Highway to nowhere
When people from the Association of Civil Rights in Israel informed the leaders of the Palestinian villages near Route 443 of the High Court of Justice decision to open the road to Palestinian traffic, they advised the village chiefs not to run off and celebrate. The experience in countless petitions has taught them that the five months the judges gave the military authorities to find ways other than restricting traffic to secure the road can turn into years.
For example, in October 2006 the State Attorney's office admitted to High Court of Justice judges that the Migron outpost was built on privately owned Palestinian land. And what has happened since then? The High Court of Justice has still not decided and new homes have since been built unhindered and in broad daylight in the outpost. And there is no end in sight.
The State Attorney's office also does not see the ruling in the Route 443 case as the end of the road. As early as the next morning, there was a senior level meeting to discuss ways of torpedoing the decision. It is almost certain that the state will announce that the army needs additional time in order to prepare a new security infrastructure.
Because of the highway's importance to the country it is possible that the State Attorney's office will ask the Supreme Court to hold another hearing in the High Court of Justice before an extended panel of judges.

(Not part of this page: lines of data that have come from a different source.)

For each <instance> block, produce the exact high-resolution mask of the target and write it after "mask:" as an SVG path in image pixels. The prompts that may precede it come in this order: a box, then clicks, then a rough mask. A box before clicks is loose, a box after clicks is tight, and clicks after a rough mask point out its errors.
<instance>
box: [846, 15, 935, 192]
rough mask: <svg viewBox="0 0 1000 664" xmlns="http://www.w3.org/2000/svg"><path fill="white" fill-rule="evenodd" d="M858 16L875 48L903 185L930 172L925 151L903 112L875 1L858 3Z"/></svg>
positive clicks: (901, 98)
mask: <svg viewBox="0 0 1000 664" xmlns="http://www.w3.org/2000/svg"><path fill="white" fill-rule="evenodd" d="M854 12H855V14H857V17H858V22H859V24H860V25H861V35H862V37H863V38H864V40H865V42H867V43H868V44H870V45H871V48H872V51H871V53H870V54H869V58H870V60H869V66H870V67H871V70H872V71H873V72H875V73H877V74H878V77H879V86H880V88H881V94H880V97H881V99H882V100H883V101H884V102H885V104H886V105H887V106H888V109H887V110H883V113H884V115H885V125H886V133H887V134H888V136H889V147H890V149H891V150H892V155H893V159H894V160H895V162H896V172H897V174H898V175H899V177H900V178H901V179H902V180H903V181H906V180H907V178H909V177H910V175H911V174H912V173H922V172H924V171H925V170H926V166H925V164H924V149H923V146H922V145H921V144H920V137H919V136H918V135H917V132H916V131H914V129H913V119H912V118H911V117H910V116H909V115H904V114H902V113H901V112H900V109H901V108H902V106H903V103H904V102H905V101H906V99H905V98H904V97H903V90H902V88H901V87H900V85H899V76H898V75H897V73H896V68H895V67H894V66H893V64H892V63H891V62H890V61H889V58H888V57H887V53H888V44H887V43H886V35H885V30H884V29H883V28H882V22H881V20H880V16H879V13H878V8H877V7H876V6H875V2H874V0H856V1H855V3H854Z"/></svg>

People in the know say that Supreme Court President Dorit Beinisch will have a hard time finding many colleagues who agree with her ruling. Judges, like Knesset members from all parties, prefer to use the road, which bypasses the traffic jams on Route 1 on the way to Tel Aviv.
Since the road was closed to Palestinians, the judges got used to traveling on it without seeing Palestinian license plates. So what if the intifada is behind them?
The task of sweeping the Route 443 ruling under the rug was assigned to deputy State Prosecutor Malkiel Balas, who is considered a leading expert in this area. He is the one who prepared the "alternative outposts report" that swept the Sasson Report of March 2005 under the rug. This enabled the regional councils in Judea and Samaria to continue construction projects as usual.
New communities continue to appear under the guise of "expansion of an existing community" which requires the approval of the defense minister, with the consent of the prime minister. However, the Sasson Report recommended that any expansion of a settlement require a cabinet decision to be presented to the entire public and the world for review.
"As you know, the government does not want to decide on the matter of construction in the territories for fear or an international reaction," Sasson sadly noted yesterday. "If my recommendations had been implemented, no government ministry would have dared to finance the laying of a single brick in the settlements, without the government having approved the construction, and the scale of construction and of the freeze would have been significantly reduced."
Sasson recalls that at the time of the report, some 3,000 demolition orders had piled up on the desk of then defense minister Shaul Mofaz, but in hardly any of them was an order to raze the structure actually issued. According to her, there is no value in enforcement efforts that are eventually halted in the political echelons.
"But this is after all the whole point, the government is interested in 'settling the land' and the story of the illegal construction helps it to portray itself as one who is not in control of the situation," she said. Her remarks are a voice in the wilderness. The Sharon and Olmert governments set up a toothless, special ministerial committee to review the recommendations of the outposts report and its implementation, but the Netanyahu government just buried it.
Whose man in Washington?
The impulsiveness of our ambassador in Washington, Michael Oren, has once again caused grief to the senior diplomat in the world's most important capital.
A short time after he boycotted the conference of Israel lobby J Street, Oren had to apologize to Conservative Jewish leaders who challenged his account of the detention of Nofrat Frenkel. Frenkel was detained by police in Jerusalem, after she wore a prayer shawl and carried a Torah scroll in the women's section of the Western Wall plaza. Oren dismissed the accounts of Frenkel's detention and said she was simply "led away" from the area.
A few days ago, Jewish newspaper The Forward reported that the Israeli embassy in Washington announced that Oren was relying on an account from Jerusalem that turned out to be misreported.
The ambassador called the leaders of the Conservative movement and voiced to them his concern over the treatment of a member of their community in Jerusalem.
Someone at the Foreign Ministry ought to tell him that he once again stepped on a land mine. Even his patron, Prime Minister Benjamin Netanyahu, could not promise that the next time Frenkel wraps herself in a prayer shawl and brings a Torah scroll into the Western Wall plaza she will not end up in jail.
A few days later Oren's impulsiveness got him into trouble yet again. In an interview with Razi Barkai on Army Radio, he claimed that his decision to stay away from the J Street conference and to refer to the new Jewish organization as "a unique problem" did not stem from an aversion to leftists.
The proof: He just agreed to meet with the heads of the American branch of Peace Now. His problem with J Street, the ambassador explained, stems from the fact that the organization welcomed the publication of the infamous Goldstone report. However, Americans for Peace Now actually urged members of Congress to vote against a bill denouncing the report, and J Street made do with calling for the language of the bill to be toned down.